Dennis Ellsworth is a prolific songwriter. Lately he’s gotten into rhythm of writing, recording and releasing an album a year. In between records, he travels around the planet singing songs characterized by a kind of dark optimism that’s informed by early influences such as Roy Orbison, Neil Diamond and Kris Kristofferson.
Ellsworth can’t pinpoint what first prompted him to pursue music, but recalls singing ‘Forever in Blue Jeans’ in front of the mirror while brushing his teeth as a child. Since making the leap from the bathroom to the barroom, Ellsworth has toured Canada extensively, made inroads into the US and built a substantial following in the UK. In all, he’s released six records — all recorded live in a house or studio; two with his side project, Haunted Hearts, as well as Chesterfield Dweller of the Year (2009), the Strange Boat EP (2011), Dusk Dreams (2012) and his latest, Hazy Sunshine, in 2013 as a solo artist.
Although he’s refined his sound and approach to writing over the years, some things remain constant. One is an acoustic guitar he rescued from 1970’s era cottage in the Catskills; a guitar on which he’s written almost every song he’s put down on tape and believes has a lot to do with his gift for songwriting. Another is the emphasis he places on collaboration with the musicians he brings together for each album and the importance of allowing their unique voices as players to influence his songs.
Produced by Skydiggers guitarist, Josh Finlayson, and recorded over five days and wine filled nights at The Bathhouse, near Kingston, Ontario, Hazy Sunshine is a perfect example of how positively special that collaboration can be. “When I set out to make this album I wanted to isolate myself in the winter in rural Canada, and for that to contribute to the sound of the record, but we went in a different direction,” he says.
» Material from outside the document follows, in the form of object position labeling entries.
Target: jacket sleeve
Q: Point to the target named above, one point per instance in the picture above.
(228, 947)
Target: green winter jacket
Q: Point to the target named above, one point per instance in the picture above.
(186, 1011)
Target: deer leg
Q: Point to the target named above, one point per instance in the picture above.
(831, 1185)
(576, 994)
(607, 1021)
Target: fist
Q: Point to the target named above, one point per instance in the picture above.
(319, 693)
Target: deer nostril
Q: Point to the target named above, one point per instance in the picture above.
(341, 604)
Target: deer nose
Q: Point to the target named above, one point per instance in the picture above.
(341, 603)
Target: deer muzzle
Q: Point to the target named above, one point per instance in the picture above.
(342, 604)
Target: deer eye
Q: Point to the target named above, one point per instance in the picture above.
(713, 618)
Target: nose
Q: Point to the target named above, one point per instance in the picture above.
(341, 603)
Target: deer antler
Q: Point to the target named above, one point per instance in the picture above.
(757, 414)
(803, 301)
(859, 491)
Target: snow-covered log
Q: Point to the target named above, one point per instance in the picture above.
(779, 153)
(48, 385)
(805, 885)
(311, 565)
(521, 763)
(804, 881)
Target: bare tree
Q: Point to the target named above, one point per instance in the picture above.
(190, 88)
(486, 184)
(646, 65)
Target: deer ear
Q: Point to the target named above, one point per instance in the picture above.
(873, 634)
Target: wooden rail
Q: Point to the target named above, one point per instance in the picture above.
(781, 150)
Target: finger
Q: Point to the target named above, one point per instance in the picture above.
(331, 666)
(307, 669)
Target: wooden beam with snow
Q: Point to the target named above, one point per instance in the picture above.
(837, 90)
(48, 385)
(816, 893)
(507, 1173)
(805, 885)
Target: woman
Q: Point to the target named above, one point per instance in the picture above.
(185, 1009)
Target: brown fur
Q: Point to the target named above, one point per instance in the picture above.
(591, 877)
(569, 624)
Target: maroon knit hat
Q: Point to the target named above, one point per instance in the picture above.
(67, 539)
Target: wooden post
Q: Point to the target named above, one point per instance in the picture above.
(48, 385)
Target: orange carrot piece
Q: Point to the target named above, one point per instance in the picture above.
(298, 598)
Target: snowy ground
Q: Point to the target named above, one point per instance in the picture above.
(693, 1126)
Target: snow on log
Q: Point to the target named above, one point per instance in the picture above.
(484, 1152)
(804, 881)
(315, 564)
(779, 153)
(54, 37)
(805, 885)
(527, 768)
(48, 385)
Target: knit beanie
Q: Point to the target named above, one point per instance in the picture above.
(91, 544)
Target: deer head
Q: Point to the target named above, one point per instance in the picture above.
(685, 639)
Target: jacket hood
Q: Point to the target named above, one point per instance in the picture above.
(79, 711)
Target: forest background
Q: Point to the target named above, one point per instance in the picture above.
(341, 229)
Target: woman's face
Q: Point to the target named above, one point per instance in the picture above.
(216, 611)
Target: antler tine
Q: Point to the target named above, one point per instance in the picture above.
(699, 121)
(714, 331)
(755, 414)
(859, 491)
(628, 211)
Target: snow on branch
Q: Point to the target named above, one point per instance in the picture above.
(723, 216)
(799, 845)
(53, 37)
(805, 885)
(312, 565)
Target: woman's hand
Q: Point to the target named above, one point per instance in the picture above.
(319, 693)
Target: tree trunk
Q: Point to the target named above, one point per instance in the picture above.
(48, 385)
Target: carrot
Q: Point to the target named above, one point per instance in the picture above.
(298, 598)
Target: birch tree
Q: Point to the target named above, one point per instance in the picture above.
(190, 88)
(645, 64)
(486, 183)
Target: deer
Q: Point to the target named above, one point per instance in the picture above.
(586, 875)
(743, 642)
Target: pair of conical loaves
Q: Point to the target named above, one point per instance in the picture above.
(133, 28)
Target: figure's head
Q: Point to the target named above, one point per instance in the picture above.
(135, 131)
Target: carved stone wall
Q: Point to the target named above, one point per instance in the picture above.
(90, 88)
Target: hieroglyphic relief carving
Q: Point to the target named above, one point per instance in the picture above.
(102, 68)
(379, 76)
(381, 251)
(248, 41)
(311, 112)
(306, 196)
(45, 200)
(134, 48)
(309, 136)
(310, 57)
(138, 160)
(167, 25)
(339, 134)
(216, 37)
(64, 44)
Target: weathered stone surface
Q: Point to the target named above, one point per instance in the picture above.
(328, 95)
Although Hazy Sunshine represents a departure from Ellsworth’s past records — Dusk Dreams in particular — never before has the Charlottetown-based singer/songwriter released an album as heavily informed by his belief that, no matter how rough things get, if you lose hope you lose the ability to effect positive change.
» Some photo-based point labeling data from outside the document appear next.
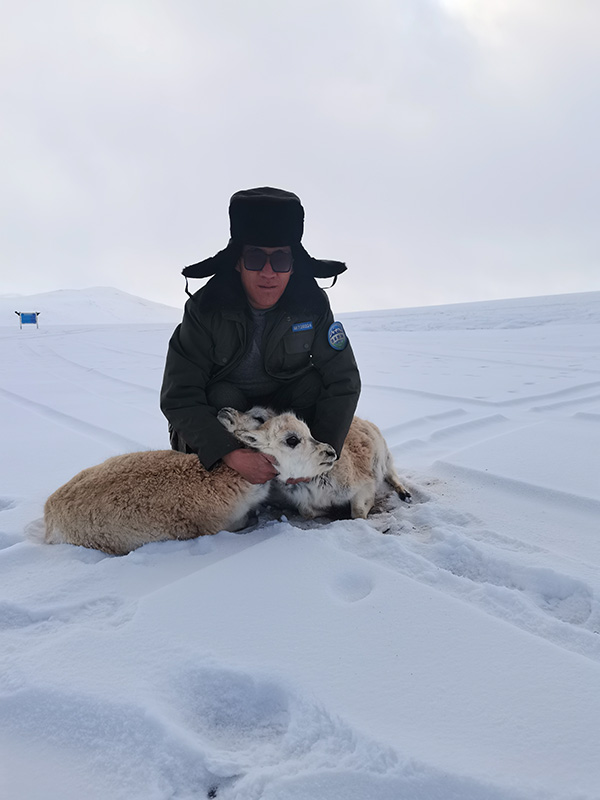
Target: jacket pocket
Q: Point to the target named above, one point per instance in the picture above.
(298, 343)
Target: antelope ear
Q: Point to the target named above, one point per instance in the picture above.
(246, 437)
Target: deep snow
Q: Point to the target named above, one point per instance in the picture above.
(445, 650)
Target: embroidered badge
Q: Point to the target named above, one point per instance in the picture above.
(337, 336)
(302, 326)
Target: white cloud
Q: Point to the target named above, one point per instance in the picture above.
(446, 150)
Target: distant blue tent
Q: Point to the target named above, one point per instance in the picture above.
(28, 318)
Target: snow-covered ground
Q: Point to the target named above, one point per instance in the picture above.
(447, 650)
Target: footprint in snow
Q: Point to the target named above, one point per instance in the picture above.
(352, 585)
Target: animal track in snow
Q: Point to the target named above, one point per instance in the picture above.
(110, 609)
(353, 585)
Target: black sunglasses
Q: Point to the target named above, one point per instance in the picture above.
(255, 259)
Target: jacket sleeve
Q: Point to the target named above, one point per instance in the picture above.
(183, 398)
(341, 387)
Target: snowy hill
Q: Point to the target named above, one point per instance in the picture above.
(447, 649)
(95, 306)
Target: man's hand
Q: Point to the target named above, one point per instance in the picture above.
(254, 467)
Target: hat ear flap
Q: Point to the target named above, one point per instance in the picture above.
(318, 268)
(223, 260)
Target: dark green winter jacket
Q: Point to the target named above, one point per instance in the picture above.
(212, 338)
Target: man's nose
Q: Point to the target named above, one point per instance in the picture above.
(268, 267)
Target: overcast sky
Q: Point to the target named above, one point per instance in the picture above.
(447, 150)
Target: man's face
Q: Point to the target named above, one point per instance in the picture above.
(264, 287)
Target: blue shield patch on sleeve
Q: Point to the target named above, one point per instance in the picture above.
(336, 336)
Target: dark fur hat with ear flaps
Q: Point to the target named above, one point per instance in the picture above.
(265, 217)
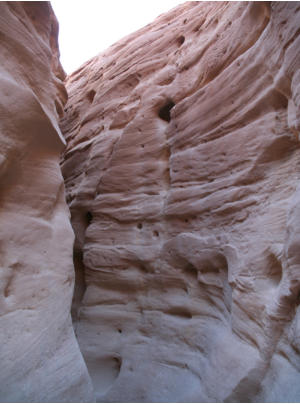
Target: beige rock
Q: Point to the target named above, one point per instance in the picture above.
(39, 356)
(181, 170)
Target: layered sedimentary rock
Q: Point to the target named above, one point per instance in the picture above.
(39, 355)
(181, 170)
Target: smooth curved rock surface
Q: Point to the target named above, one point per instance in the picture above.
(182, 177)
(40, 358)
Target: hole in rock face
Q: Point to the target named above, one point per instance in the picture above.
(89, 217)
(180, 40)
(91, 95)
(104, 370)
(164, 112)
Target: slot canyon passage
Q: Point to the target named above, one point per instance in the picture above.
(174, 156)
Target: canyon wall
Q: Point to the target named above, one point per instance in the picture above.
(40, 358)
(181, 171)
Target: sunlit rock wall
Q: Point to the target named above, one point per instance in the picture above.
(39, 356)
(181, 170)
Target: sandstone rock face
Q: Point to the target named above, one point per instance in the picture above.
(40, 358)
(182, 173)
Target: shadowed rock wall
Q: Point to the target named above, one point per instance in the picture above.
(39, 355)
(181, 170)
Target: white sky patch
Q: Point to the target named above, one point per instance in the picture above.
(88, 27)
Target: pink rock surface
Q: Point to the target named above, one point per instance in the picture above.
(40, 358)
(181, 170)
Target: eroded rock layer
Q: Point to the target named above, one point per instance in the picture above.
(39, 356)
(181, 170)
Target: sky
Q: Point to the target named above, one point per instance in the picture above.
(88, 27)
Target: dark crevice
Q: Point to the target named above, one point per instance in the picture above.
(91, 95)
(165, 111)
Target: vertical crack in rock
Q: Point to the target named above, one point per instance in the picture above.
(181, 173)
(40, 357)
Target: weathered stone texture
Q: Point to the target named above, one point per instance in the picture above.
(40, 358)
(181, 170)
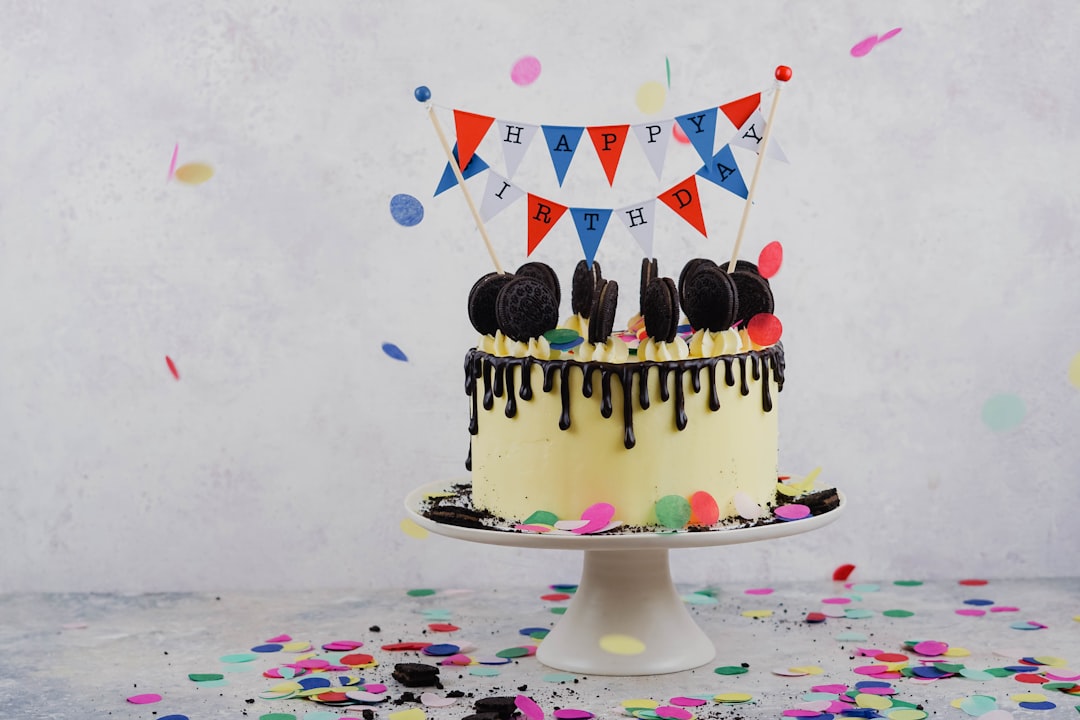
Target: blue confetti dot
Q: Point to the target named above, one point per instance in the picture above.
(406, 209)
(393, 351)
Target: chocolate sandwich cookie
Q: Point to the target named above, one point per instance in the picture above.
(688, 270)
(649, 272)
(502, 706)
(583, 288)
(602, 317)
(482, 299)
(526, 309)
(542, 272)
(710, 299)
(660, 309)
(416, 675)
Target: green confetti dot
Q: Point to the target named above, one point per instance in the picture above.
(731, 669)
(673, 512)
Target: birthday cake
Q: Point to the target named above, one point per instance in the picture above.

The result is a seamless blend of modern East Coast folk and rock and roll with shades of classic Americana, roots and country haunting the edges; a set of songs that anyone who’s questioned their place in the world will find their own experiences reflected in.
While Hazy Sunshine dwells heavily on the necessity of remaining positive, it’s fuelled by the kind of dark optimism that’s always driven Ellsworth’s songwriting. “I’m hopeful but I’m not a firm believer,” he says, bluntly. There have been times that music has saved him, and times that it’s let him down, but aside from his beautiful and loving wife and their cat Winsloe, music has always been his truest friend and companion.